主催: 日本毒性学会
会議名: 第51回日本毒性学会学術年会
開催日: 2024/07/03 - 2024/07/05
The cytochrome P450 (CYP) superfamily metabolizes diverse compounds, and drug-induced CYP inhibition can lead to adverse drug-drug interactions. Therefore, identifying potential CYP inhibitors is crucial for safe drug administration. This study explored multitask deep learning with graph convolutional networks (GCN) to predict CYP inhibition, addressing limited data challenges. Public databases provided data on 12,654 compounds for seven CYP isoforms, including two small datasets for CYP 2B6 and 2C8 (481 and 724 compounds, respectively). A baseline model to classify compounds as inhibitors or non-inihibitors was built with kMoL, but limitations in dataset size and imbalance challenged the prediction performance for 2B6 and 2C8. Thus, multitask and fine-tuning models were implemented to improve predictions for 2B6 and 2C8. While they produced modest improvements, the differences were not statistically significant. Additionally, missing data exceeding 50% negatively affected the multitask model performance.

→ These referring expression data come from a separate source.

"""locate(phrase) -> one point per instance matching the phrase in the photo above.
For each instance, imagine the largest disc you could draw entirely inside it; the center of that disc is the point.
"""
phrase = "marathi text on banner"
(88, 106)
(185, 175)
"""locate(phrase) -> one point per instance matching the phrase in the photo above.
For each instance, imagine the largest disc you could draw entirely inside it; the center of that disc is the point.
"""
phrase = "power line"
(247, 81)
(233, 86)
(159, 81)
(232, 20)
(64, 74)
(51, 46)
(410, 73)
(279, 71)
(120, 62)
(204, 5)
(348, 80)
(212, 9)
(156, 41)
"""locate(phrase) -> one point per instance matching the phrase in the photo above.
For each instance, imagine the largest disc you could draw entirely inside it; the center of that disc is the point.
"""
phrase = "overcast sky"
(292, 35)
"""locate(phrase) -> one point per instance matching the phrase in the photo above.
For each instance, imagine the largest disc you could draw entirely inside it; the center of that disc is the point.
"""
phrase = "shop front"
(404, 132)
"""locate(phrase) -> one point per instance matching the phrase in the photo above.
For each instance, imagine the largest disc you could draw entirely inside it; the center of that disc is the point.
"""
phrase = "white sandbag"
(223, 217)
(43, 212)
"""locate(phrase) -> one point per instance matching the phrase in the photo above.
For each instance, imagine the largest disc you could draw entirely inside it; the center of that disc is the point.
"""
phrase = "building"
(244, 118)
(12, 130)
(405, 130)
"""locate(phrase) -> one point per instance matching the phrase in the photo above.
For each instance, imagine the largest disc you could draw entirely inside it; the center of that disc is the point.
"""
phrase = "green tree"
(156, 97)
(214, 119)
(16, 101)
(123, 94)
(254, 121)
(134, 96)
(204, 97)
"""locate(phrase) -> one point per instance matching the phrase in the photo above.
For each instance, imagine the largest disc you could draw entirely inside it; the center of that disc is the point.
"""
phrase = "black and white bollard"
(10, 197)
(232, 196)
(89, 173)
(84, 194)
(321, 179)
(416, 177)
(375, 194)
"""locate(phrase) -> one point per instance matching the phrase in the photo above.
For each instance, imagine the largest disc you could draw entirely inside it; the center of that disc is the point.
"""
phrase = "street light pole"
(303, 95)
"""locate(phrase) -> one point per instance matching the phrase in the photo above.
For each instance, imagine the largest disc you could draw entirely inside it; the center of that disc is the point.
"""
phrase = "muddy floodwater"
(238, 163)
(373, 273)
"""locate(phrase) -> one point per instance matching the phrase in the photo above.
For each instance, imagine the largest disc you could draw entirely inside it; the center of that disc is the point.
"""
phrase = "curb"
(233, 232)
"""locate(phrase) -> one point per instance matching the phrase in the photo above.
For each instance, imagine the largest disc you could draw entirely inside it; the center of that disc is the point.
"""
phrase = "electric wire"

Imputing missing data using predictions from both single-task and multitask models led to significant improvements (F1 and Kappa values) for the limited datasets. Notably, a multitask model combined with imputation from the multitask model outperformed all the other approaches. This study demonstrated that multitask deep learning, particularly with the imputation of missing values, can effectively improve the prediction performance of models on small datasets.